Photo by Dana Bloch. Humpback whale fluke. Photo obtained under NMFS Permit No. 19703.

In the midst of this cold and mystical damp, our home base at Baranof Warm Springs rests at the foot of a waterfall on the hot, pulsing vein of a geothermal spring that fills natural pools and community bathtubs with its perfectly steaming, slightly sulfurous water that warms our toes at the end of long days on the water.


Photo by Alex Jenkins. Boardwalk at Baranof Warm Springs, spray from waterfall visible in the background.

Our team came together gradually over the last month, with a few folks arriving early for a pre-season project. Some have spent several summers at Warm Springs, while the rest of us are discovering it for the first time. Adjusting to life at the research station has been made easy by the warmth and camaraderie of the team. For the most part, we live communally, eat communally, work communally, and laugh communally at the silly things that always happen when you bring together a group of passionate and quirky people.


The Warm Springs community is constantly fluctuating: the handful of friendly summer residents are punctuated by the daily comings and goings of local journeyers, fishermen, and small tour boats who stop in for a quick walk through the woods to soak in the natural spring pools.
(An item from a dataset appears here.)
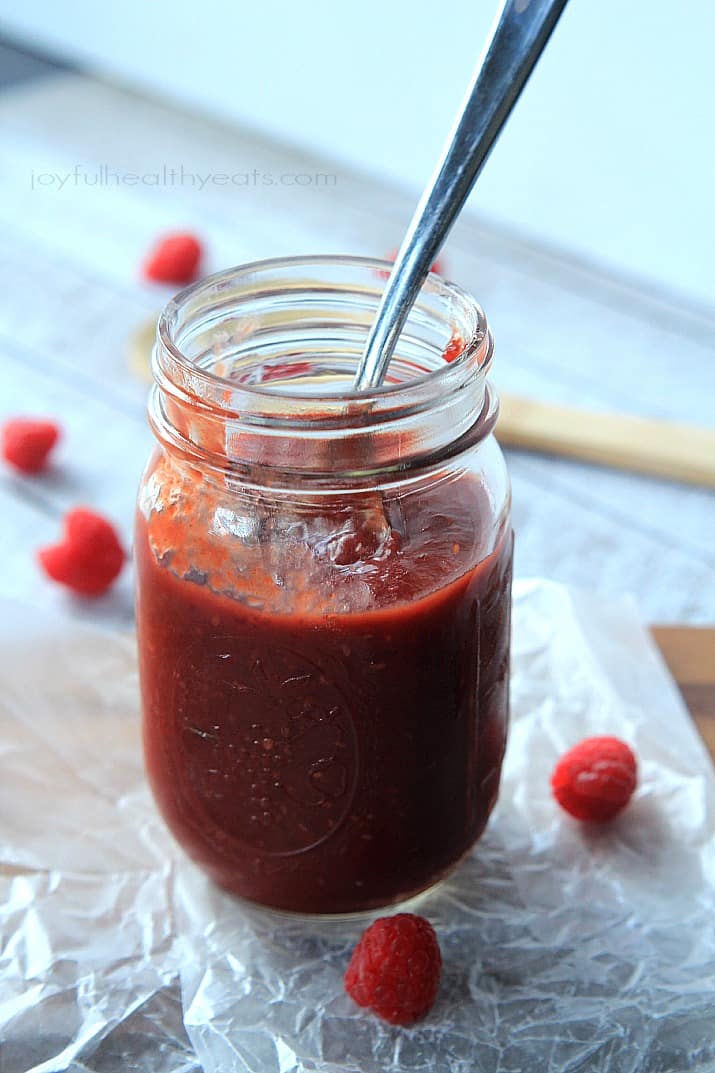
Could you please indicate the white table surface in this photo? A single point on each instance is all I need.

Seeing new faces is welcome, until they crowd the three public bathtubs on the boardwalk, each in its own private room with a curtained view of the bay and mountain backdrop, fed directly by piped geothermal water. We might be a bit spoiled!


Photo by Alex Jenkins. View of Baranof Lake from the muskeg overlook.

Humpback whales are so abundant here, it seems more likely to see one than not each time we leave the bay. Occasionally, one will enter the bay and, spotting it from the field station windows, we rush out to the boardwalk. A few days ago, we watched as a whale lunged at the base of the waterfall during low tide between exposed orange, seaweed-coated rocks. Sea otters and seals will pop their heads out of the water from time to time. In the woods, deer are evidenced by the chomped stumps of skunk cabbage (a common big-leafed plant that sprouts a yellow corn-cob-like flower in spring). The gouged roots of the same plant indicate that a bear has been foraging nearby.


Photo by Alex Jenkins. A gregarious gathering of sea lions on a sea cliff, spotted from the boat.

A few slow days have given us time to explore the bay, from kayaking to a secret lagoon only accessible during high tide, to plunging in the glacier-fed lake and exploring the adjacent muskeg (bog). It has also given us time to catch up on data, which is an infinite task and constantly growing as we collect more each day in the field. But, when “data” means flipping through photos of humpbacks diving, lunging, and bubble-net feeding before snow-capped mountains and vast forests of spruce and hemlock, I can’t find any reason to complain.